Under the anti-treaty shopping rule, tax treaty or benefits under the EC Parent-Subsidiary Directive (PSD) will be denied if and to the extent the company's shareholder would not have been entitled to the benefits if it invested directly in the
German subsidiary and at least one of the following conditions is satisfied:
- There are no economic or other relevant business reasons for the interposition of the foreign company; or
- The foreign company does not generate more than 10% of its gross receipts from its own business activities; or
- The foreign company does not have adequate business substance to engage in its trade or business (mere administrative functions, outsourced activities or activities carried out by related parties in the same jurisdiction would not be taken into account in determining business substance).
These restrictions do not apply if the foreign company is listed on a stock exchange and its shares are regularly traded or if it is subject to the German Investment Tax Act (broadly speaking, investment funds, mutual funds and similar vehicles investing in risk diversified assets).

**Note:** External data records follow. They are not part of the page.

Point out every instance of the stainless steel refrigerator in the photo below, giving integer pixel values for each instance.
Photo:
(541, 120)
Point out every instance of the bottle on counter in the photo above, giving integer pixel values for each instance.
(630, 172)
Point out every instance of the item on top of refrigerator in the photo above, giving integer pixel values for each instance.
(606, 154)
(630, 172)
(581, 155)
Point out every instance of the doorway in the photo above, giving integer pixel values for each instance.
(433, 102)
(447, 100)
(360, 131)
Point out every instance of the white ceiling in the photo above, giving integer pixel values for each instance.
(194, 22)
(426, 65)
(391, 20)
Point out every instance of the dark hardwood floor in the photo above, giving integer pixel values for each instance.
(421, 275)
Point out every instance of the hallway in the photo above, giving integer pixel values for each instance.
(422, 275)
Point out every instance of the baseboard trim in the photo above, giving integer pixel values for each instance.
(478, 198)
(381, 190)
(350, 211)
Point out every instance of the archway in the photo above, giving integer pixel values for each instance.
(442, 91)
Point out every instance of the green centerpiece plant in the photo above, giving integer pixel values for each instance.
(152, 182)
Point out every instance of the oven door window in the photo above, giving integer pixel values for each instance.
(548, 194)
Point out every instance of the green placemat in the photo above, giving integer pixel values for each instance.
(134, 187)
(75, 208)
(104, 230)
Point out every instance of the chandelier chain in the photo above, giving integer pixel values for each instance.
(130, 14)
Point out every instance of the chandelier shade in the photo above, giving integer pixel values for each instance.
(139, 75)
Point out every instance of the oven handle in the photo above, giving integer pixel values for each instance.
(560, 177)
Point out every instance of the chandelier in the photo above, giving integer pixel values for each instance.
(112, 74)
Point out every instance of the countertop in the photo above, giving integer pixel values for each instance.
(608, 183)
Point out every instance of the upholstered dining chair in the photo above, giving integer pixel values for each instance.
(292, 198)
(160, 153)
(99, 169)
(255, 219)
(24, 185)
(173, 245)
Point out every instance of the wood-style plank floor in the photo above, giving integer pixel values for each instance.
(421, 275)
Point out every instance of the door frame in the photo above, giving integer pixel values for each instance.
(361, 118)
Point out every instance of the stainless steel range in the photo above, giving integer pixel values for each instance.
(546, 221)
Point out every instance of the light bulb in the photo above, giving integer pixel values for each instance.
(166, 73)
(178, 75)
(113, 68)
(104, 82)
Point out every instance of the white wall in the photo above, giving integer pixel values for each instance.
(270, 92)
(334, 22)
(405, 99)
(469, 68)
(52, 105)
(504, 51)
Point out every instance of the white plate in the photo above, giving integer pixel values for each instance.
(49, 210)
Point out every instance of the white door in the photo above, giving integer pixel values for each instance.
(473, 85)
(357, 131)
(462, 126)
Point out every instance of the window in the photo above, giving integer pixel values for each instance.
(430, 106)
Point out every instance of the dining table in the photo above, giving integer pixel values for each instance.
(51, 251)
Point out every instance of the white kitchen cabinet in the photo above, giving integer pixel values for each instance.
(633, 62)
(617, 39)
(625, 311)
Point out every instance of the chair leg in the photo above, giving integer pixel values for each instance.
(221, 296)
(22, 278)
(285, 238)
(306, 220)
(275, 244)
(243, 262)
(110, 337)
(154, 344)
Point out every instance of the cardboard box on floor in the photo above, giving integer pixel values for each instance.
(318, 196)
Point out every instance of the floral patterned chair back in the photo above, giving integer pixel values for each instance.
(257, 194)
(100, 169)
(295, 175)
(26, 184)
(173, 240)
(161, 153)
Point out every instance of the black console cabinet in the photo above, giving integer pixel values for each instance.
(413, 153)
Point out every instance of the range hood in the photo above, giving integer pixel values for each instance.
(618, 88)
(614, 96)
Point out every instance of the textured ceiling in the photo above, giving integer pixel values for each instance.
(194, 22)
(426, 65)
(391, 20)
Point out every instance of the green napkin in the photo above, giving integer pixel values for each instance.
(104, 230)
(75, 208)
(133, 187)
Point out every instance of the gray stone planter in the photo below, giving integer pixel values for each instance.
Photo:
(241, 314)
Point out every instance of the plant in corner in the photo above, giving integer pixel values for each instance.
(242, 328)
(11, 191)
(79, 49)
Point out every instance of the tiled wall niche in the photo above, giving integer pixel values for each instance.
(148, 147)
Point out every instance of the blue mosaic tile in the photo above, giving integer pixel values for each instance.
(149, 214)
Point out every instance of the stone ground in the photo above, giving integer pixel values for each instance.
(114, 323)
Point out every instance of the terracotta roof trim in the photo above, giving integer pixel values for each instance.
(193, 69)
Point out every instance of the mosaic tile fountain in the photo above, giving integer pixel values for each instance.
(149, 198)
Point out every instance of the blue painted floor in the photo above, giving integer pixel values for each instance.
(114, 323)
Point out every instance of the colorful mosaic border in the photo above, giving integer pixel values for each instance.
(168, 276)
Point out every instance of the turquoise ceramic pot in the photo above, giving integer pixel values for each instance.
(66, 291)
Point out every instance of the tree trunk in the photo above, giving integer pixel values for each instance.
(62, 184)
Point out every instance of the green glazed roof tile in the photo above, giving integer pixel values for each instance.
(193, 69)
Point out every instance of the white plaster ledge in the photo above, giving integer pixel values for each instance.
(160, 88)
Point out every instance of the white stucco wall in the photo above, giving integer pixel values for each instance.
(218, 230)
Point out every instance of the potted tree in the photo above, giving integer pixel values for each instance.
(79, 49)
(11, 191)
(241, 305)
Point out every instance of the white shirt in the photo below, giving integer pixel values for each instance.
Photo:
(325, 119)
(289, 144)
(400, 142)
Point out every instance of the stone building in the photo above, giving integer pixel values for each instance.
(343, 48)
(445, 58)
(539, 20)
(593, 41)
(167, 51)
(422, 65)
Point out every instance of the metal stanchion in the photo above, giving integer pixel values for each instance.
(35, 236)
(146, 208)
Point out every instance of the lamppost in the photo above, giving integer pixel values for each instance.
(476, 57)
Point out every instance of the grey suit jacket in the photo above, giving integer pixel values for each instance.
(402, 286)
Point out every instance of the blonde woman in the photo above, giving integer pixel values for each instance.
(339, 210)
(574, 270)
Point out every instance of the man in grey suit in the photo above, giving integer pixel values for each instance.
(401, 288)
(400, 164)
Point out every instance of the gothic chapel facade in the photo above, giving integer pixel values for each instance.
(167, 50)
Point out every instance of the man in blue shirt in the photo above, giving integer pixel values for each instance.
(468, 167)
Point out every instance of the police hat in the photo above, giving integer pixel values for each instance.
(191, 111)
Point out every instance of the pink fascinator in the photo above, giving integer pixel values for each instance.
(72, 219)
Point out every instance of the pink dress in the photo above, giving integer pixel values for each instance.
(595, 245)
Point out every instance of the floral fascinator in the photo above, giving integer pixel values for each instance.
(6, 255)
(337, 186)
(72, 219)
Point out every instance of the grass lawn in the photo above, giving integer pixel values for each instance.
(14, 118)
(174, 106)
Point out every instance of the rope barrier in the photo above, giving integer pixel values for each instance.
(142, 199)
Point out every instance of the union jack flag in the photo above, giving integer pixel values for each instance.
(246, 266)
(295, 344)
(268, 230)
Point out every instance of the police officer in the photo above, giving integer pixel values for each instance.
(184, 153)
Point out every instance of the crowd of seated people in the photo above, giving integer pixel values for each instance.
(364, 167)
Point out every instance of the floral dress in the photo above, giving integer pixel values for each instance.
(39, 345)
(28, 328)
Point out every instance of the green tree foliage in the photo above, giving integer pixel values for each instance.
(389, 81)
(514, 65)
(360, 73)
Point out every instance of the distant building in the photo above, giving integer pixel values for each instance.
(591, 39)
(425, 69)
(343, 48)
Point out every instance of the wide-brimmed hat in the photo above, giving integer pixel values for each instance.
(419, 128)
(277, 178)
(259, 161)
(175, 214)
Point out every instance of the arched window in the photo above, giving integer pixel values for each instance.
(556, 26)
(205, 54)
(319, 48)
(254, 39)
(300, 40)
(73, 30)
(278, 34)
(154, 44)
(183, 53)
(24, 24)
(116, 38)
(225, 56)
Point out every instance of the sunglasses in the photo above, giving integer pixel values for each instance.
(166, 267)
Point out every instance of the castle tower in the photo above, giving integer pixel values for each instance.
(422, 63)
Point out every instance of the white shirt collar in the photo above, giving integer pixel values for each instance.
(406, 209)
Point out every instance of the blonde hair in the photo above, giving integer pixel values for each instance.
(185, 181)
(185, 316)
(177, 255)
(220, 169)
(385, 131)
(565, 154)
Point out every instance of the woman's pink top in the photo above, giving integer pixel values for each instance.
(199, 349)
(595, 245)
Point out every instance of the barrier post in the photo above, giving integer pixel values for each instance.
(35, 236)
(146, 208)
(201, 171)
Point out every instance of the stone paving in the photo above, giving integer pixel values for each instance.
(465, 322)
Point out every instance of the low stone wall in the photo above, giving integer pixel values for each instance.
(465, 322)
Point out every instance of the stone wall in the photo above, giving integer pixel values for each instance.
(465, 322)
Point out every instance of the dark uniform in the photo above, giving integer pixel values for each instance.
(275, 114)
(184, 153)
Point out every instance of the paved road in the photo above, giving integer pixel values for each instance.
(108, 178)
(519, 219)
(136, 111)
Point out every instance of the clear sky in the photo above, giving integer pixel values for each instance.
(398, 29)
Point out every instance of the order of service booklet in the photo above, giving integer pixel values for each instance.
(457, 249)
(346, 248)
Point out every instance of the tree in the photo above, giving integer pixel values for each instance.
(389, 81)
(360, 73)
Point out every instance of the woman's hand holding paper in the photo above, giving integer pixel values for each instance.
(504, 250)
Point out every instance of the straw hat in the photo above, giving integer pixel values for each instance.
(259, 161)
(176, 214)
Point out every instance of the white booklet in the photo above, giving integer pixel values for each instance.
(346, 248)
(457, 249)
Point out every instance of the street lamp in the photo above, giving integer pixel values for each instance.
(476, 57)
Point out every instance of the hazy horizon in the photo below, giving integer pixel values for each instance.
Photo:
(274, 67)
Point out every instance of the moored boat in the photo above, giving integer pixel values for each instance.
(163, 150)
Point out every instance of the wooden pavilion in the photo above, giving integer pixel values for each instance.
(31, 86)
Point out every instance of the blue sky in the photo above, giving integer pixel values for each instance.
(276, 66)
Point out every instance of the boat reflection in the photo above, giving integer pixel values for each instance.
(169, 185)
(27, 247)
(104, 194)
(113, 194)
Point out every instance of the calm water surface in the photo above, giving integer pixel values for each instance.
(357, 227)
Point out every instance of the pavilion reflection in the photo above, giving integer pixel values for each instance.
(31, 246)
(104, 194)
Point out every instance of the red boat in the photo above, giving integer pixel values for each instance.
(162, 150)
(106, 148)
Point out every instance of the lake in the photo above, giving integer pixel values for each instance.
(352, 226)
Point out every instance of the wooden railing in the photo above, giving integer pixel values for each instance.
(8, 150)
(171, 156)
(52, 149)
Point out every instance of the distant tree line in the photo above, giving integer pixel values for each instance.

Chains of interposed companies
In its original guidance, issued in 2007, the German tax authorities did not formally address the question of how to deal with chains of interposed companies with limited substance; this issue was addressed only on an informal basis in response to taxpayer inquiries.
The tax authorities have now issued official guidance on this matter, which confirms past and current tax authority practice:
- Based on the new official guidance, no adverse consequences will arise from the interposition of several foreign holding companies with only limited substance provided all holding companies in the ownership chain are EUbased or tax treaty country corporations qualifying for benefits under the PSD or a tax treaty (i.e. the anti-treaty shopping rule will be tested at each level in the chain). Thus, a direct foreign shareholder that lacks substance must, in principle, have formal entitlement to benefit under the PSD or a treaty. If this is the case, the foreign corporate shareholders one level above the direct foreign shareholder will be reviewed individually with regard to the above requirements (i.e. formal entitlement and substance).
- If one of the interposed holding companies lacks the appropriate formal entitlement to the PSD or tax treaty benefits, the benefits will be denied irrespective of the substance of this entity.
Exception for listed companies
In the original guidance, the German tax authorities stated that the exception for listed companies and for investment vehicles would apply only if the direct shareholder of the German entity met the requirements. The tax authorities have now revised this position and will look through to a potential indirect shareholder to determine whether the company can rely on the exception. An indirect shareholder that relies on the exception, however, still must be formally entitled to the same treaty or directive benefits to rely on the exception.
Although the recent guidance on the anti-treaty shopping rule mostly confirms positions taken by the tax authorities in the past, the guidance is generally favorable for taxpayers. In particular, taxpayers whose indirect shareholders are able to rely on the listed companies exception or the exception for investment vehicles should welcome the amendment to the original guidance since this should improve their position when filing for an exemption certificate or a withholding tax refund.